Als Bonn 1949 Regierungssitz wurde, konnte manches Gebäude benutzt werden, die meisten Räumlichkeiten mussten jedoch neu gebaut werden. Auf die Villa Hammerschmidt als Sitz des Bundespräsidenten konnte man zurückgreifen. Die Lippstädter besichtigten dessen zweiten Amtssitz, so wie es das Bonn-Berlin-Gesetz nach der Wiedervereinigung will, und konnten beim anschließenden Rundgang durch das frühere Regierungsviertel, dem heutigen UN-Viertel, ihre Erinnerungen wach rufen; die junge Generation muss da schon zum Bildband greifen oder sich auf den Weg ins Haus der Geschichte machen. Sie kennt das frühere Abgeordneten-Hochhaus „langer Eugen“ nur mit dem Emblem der Vereinten Nationen. Der Bundesrat als „Länderparlament“, dem man ebenfalls einen Besuch abstattete, verkörpert den politischen Pluralismus unserer Republik und hat seinen Sitz nach wie vor in der ehemaligen pädagogischen Akademie.

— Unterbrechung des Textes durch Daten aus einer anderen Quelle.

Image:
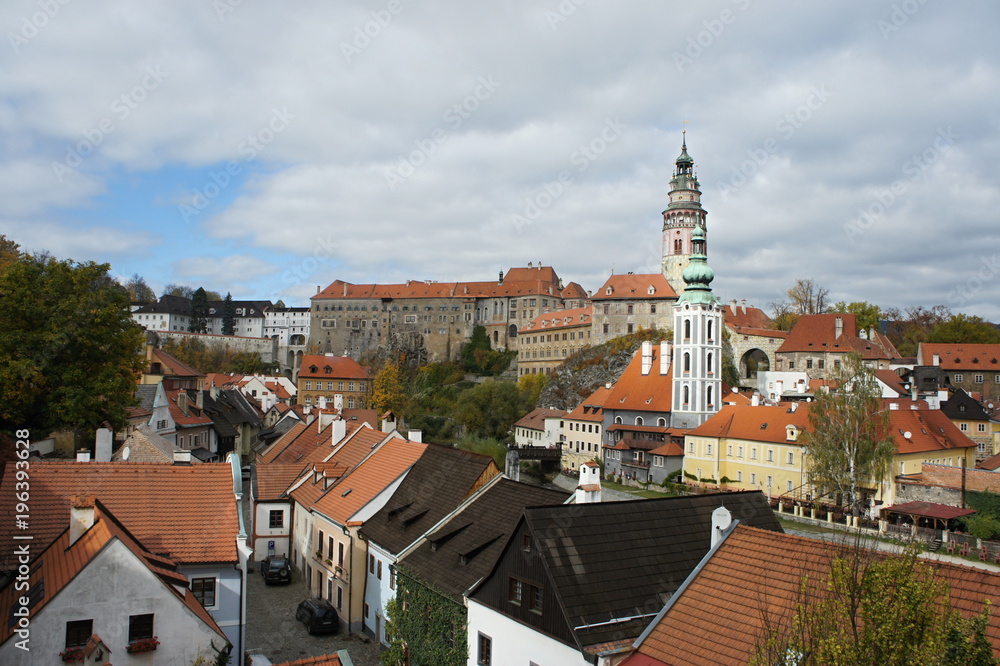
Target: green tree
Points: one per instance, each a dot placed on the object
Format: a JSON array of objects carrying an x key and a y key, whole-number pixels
[
  {"x": 871, "y": 610},
  {"x": 199, "y": 312},
  {"x": 868, "y": 314},
  {"x": 388, "y": 389},
  {"x": 965, "y": 328},
  {"x": 849, "y": 440},
  {"x": 228, "y": 315},
  {"x": 69, "y": 350},
  {"x": 490, "y": 409}
]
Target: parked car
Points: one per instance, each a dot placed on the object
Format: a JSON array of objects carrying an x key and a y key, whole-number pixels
[
  {"x": 276, "y": 570},
  {"x": 318, "y": 616}
]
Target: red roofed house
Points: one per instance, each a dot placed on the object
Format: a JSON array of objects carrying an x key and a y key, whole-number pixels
[
  {"x": 819, "y": 343},
  {"x": 187, "y": 514},
  {"x": 434, "y": 319},
  {"x": 758, "y": 448},
  {"x": 97, "y": 589},
  {"x": 325, "y": 376},
  {"x": 628, "y": 303},
  {"x": 329, "y": 510},
  {"x": 551, "y": 338},
  {"x": 753, "y": 579},
  {"x": 975, "y": 368}
]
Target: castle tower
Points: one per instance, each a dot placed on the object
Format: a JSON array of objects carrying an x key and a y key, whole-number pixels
[
  {"x": 683, "y": 214},
  {"x": 697, "y": 342}
]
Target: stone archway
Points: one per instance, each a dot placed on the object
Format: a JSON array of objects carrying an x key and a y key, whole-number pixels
[{"x": 752, "y": 362}]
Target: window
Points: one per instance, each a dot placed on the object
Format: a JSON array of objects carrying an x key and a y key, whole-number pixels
[
  {"x": 515, "y": 591},
  {"x": 485, "y": 656},
  {"x": 203, "y": 590},
  {"x": 139, "y": 627},
  {"x": 78, "y": 632}
]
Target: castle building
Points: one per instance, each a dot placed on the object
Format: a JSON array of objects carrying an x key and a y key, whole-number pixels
[
  {"x": 697, "y": 376},
  {"x": 683, "y": 215}
]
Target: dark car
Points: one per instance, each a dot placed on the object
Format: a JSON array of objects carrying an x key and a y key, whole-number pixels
[
  {"x": 276, "y": 570},
  {"x": 318, "y": 616}
]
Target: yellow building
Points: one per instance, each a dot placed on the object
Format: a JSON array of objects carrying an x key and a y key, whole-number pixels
[{"x": 758, "y": 448}]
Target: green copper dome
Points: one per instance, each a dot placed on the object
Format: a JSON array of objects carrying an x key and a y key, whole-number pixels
[{"x": 698, "y": 275}]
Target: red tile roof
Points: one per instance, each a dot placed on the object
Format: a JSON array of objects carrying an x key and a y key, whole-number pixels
[
  {"x": 985, "y": 358},
  {"x": 187, "y": 512},
  {"x": 634, "y": 287},
  {"x": 645, "y": 393},
  {"x": 61, "y": 562},
  {"x": 718, "y": 617},
  {"x": 340, "y": 367}
]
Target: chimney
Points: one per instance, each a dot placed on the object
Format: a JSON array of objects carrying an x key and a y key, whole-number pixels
[
  {"x": 589, "y": 489},
  {"x": 721, "y": 520},
  {"x": 81, "y": 516},
  {"x": 339, "y": 431},
  {"x": 102, "y": 445},
  {"x": 647, "y": 357}
]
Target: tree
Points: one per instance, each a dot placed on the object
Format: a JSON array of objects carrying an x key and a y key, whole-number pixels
[
  {"x": 807, "y": 297},
  {"x": 388, "y": 389},
  {"x": 966, "y": 329},
  {"x": 489, "y": 409},
  {"x": 69, "y": 350},
  {"x": 868, "y": 314},
  {"x": 228, "y": 315},
  {"x": 138, "y": 290},
  {"x": 872, "y": 609},
  {"x": 849, "y": 440},
  {"x": 199, "y": 312}
]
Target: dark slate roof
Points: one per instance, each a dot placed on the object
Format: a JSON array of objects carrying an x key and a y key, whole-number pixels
[
  {"x": 145, "y": 394},
  {"x": 486, "y": 521},
  {"x": 437, "y": 483},
  {"x": 609, "y": 560}
]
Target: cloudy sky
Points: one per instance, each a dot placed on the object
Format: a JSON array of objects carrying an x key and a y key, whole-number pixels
[{"x": 265, "y": 148}]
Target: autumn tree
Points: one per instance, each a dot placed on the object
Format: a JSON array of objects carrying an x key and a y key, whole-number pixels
[
  {"x": 69, "y": 350},
  {"x": 849, "y": 442},
  {"x": 388, "y": 389},
  {"x": 873, "y": 609},
  {"x": 228, "y": 316},
  {"x": 199, "y": 312}
]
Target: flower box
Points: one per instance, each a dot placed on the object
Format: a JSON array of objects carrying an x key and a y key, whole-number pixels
[{"x": 142, "y": 645}]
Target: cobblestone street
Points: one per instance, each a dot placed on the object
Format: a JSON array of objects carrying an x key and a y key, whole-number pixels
[{"x": 273, "y": 632}]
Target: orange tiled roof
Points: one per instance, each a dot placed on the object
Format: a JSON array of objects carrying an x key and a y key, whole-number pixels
[
  {"x": 645, "y": 393},
  {"x": 371, "y": 477},
  {"x": 717, "y": 618},
  {"x": 591, "y": 409},
  {"x": 185, "y": 511},
  {"x": 984, "y": 358},
  {"x": 341, "y": 367},
  {"x": 633, "y": 286},
  {"x": 559, "y": 319},
  {"x": 61, "y": 562},
  {"x": 535, "y": 419}
]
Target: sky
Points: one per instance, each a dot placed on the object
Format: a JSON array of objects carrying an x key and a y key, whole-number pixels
[{"x": 265, "y": 148}]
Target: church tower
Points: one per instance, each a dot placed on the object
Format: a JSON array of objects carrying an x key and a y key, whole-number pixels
[
  {"x": 683, "y": 214},
  {"x": 697, "y": 380}
]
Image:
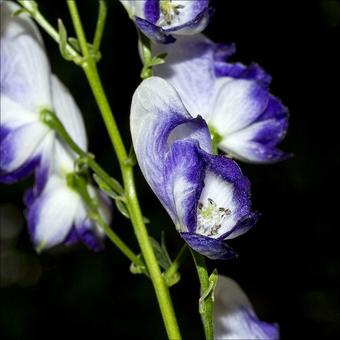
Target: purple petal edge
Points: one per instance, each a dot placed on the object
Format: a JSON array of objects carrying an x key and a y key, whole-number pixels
[{"x": 212, "y": 248}]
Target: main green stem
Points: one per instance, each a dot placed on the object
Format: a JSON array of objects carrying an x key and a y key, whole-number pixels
[
  {"x": 161, "y": 289},
  {"x": 206, "y": 306}
]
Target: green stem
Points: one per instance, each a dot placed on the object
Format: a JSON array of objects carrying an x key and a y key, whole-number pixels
[
  {"x": 53, "y": 122},
  {"x": 172, "y": 271},
  {"x": 81, "y": 188},
  {"x": 206, "y": 300},
  {"x": 161, "y": 289},
  {"x": 100, "y": 25}
]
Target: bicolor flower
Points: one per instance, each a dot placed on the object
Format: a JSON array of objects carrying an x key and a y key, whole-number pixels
[
  {"x": 161, "y": 19},
  {"x": 206, "y": 195},
  {"x": 25, "y": 91},
  {"x": 57, "y": 213},
  {"x": 234, "y": 317},
  {"x": 248, "y": 122}
]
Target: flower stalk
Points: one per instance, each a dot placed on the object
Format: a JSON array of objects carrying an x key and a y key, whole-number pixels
[
  {"x": 206, "y": 301},
  {"x": 161, "y": 289}
]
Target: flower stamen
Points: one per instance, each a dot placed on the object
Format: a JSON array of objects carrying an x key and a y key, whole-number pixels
[
  {"x": 169, "y": 11},
  {"x": 210, "y": 217}
]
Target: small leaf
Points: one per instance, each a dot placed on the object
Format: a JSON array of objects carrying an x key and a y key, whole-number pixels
[
  {"x": 163, "y": 245},
  {"x": 209, "y": 292},
  {"x": 132, "y": 160},
  {"x": 118, "y": 192},
  {"x": 20, "y": 11},
  {"x": 161, "y": 256},
  {"x": 122, "y": 208},
  {"x": 138, "y": 269},
  {"x": 74, "y": 43}
]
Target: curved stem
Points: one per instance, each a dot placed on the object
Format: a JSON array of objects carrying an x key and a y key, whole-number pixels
[
  {"x": 81, "y": 188},
  {"x": 100, "y": 25},
  {"x": 206, "y": 300},
  {"x": 173, "y": 269},
  {"x": 32, "y": 8},
  {"x": 51, "y": 119},
  {"x": 161, "y": 289}
]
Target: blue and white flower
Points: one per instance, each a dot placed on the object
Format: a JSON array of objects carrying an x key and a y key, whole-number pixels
[
  {"x": 25, "y": 91},
  {"x": 234, "y": 317},
  {"x": 206, "y": 195},
  {"x": 57, "y": 213},
  {"x": 161, "y": 19},
  {"x": 233, "y": 98}
]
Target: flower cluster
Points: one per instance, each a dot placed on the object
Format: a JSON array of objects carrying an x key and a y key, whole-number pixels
[
  {"x": 199, "y": 94},
  {"x": 160, "y": 20},
  {"x": 234, "y": 317},
  {"x": 56, "y": 213},
  {"x": 198, "y": 102}
]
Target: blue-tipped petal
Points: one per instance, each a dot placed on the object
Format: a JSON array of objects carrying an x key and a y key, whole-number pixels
[
  {"x": 234, "y": 317},
  {"x": 189, "y": 69},
  {"x": 154, "y": 32},
  {"x": 206, "y": 195},
  {"x": 51, "y": 216},
  {"x": 184, "y": 171},
  {"x": 239, "y": 103},
  {"x": 15, "y": 150},
  {"x": 157, "y": 118},
  {"x": 232, "y": 97}
]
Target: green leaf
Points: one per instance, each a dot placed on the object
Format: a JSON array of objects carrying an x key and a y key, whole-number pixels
[
  {"x": 138, "y": 269},
  {"x": 208, "y": 292},
  {"x": 63, "y": 41},
  {"x": 117, "y": 193},
  {"x": 74, "y": 43}
]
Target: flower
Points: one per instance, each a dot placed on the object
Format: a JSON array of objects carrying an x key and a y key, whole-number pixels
[
  {"x": 234, "y": 317},
  {"x": 160, "y": 19},
  {"x": 25, "y": 91},
  {"x": 247, "y": 121},
  {"x": 57, "y": 213},
  {"x": 206, "y": 195}
]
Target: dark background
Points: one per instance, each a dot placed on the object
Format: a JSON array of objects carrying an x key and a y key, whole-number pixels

Die von Adenauer betriebene Westeinbindung brachte bereits 1955 die Aufnahme in die Nato, was viele Bundesbürger als Sündenfall ansahen, sollte doch vom deutschen Boden nie wieder ein Krieg ausgehen. Die Hardthöhe war logischerweise der Ort, wo sich der Jugendoffizier und politische Referent Hauptmann Finke und seine Gäste mit aktuellen Problemen der inneren Führung und der militärischen Tradition auseinandersetzten konnten. Doch kam die Gruppe auch an den Fragen nach der Amtsführung in Washington nicht vorbei.

Der Wechsel von Bonn nach Berlin, von der Bundeshauptstadt zur Bundesstadt, konnte bei einem Streifzug durch das Diplomatenviertel Bad Godesberg nachempfunden werden. Vieles hat sich durch den Wechsel zahlreicher Botschaften nach Berlin verändert. Neue Wirtschafts- und Lebenskonzepte mussten erstellt werden, um mit den sozialen Umbrüchen fertig zu werden. Die Geschichte des Hotels Dreesen aus dem Mund des Seniorchefs erzählte den Lippstädtern davon in eindrucksvoller Weise. Den Überblick über die bescheiden gebliebene Dimension der Bonner Republik gewährte bei dieser sehr gelungenen Veranstaltung von GSP, Bundeswehr und Konrad-Adenauer-Stiftung der Blick vom Drachenfels.